Il ruolo della cooperazione in materia fiscale
La cooperazione amministrativa nasce storicamente con la necessità delle Autorità fiscali di
raccogliere, condividere, scambiare, a condizione di reciprocità tra i diversi Stati, informazioni che
non è stato possibile reperire attraverso gli ordinari strumenti di controllo, ovvero per verificare la
correttezza delle informazioni comunicate dal contribuente.
Tali meccanismi tendono sostanzialmente a evitare che gli affari o le relazioni economiche istituite
al di fuori dei confini nazionali possano costituire il pretesto per facili aggiramenti delle norme
tributarie, utilizzando i confini politici nazionali come limite naturale ai poteri di controllo
dell’Amministrazione Finanziaria. Nelle moderne economie, infatti, fattori quali l’integrazione
economica, lo sviluppo delle tecnologie dell’informazione e della comunicazione, l’esistenza di
paradisi fiscali e finanziari, rendono sempre più netta l’asimmetria esistente tra gli operatori
economici, che operano in un contesto internazionale e globalizzato, e gli organi di controllo con
competenza territoriale limitata.

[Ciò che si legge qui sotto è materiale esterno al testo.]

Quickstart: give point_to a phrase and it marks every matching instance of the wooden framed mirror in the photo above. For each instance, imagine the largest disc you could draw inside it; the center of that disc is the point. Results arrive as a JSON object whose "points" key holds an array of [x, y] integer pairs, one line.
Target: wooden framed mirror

Tale circostanza induce questi ultimi a sviluppare nuove e più
efficaci azioni di contrasto e rende irrinunciabile il ricorso a forme di cooperazione fiscale.
È, dunque, l’internazionalizzazione delle economie a generare l’esigenza di internazionalizzare gli
strumenti necessari all’accertamento delle imposte. In questa ottica, la cooperazione internazionale
rappresenta la strada che consente di oltrepassare i limiti territoriali imposti dalle sovranità
nazionali, mentre lo scambio di informazioni rappresenta il principale mezzo attraverso il quale tale
cooperazione si concretizza1.
Le fonti della cooperazione amministrativa
La base giuridica per le attività di assistenza amministrativa possono consistere tanto in accordi
bilaterali, che vincolano reciprocamente due Stati, quanto multilaterali, vincolanti nei confronti di
più Stati. Tali accordi possono essere realizzati attraverso differenti tipologie di coordinamento:
- Convenzioni internazionali per evitare le doppie imposizioni sui redditi;
- specifici accordi per i Paesi membri dell’Unione europea, multilaterali e vincolanti, secondo le
modalità previste dalla normativa comunitaria;
1
Ulteriori spunti critici in DELLA VOLPE-MARCHETTI-PEZZUTO, La cooperazione tra le Amministrazioni fiscali - in Di
Pietro (a cura di), Lo stato della fiscalità nell’Unione Europea, GdF, 2003, che contiene una particolareggiata analisi
dello stato dell’arte in materia di assistenza amministrativa e scambio di informazioni. Cfr. anche, CASINI, “La
cooperazione internazionale e lo scambio di informazioni tra le Amministrazioni fiscali”, in FiscoOggi del 3.12.2004,
che relaziona in merito al IV seminario sulla fiscalità internazionale; ACIERNO-MASTROENI, “Lo scambio di
informazioni tra le Autorità fiscali”, in FiscoOggi del 25.6.2003.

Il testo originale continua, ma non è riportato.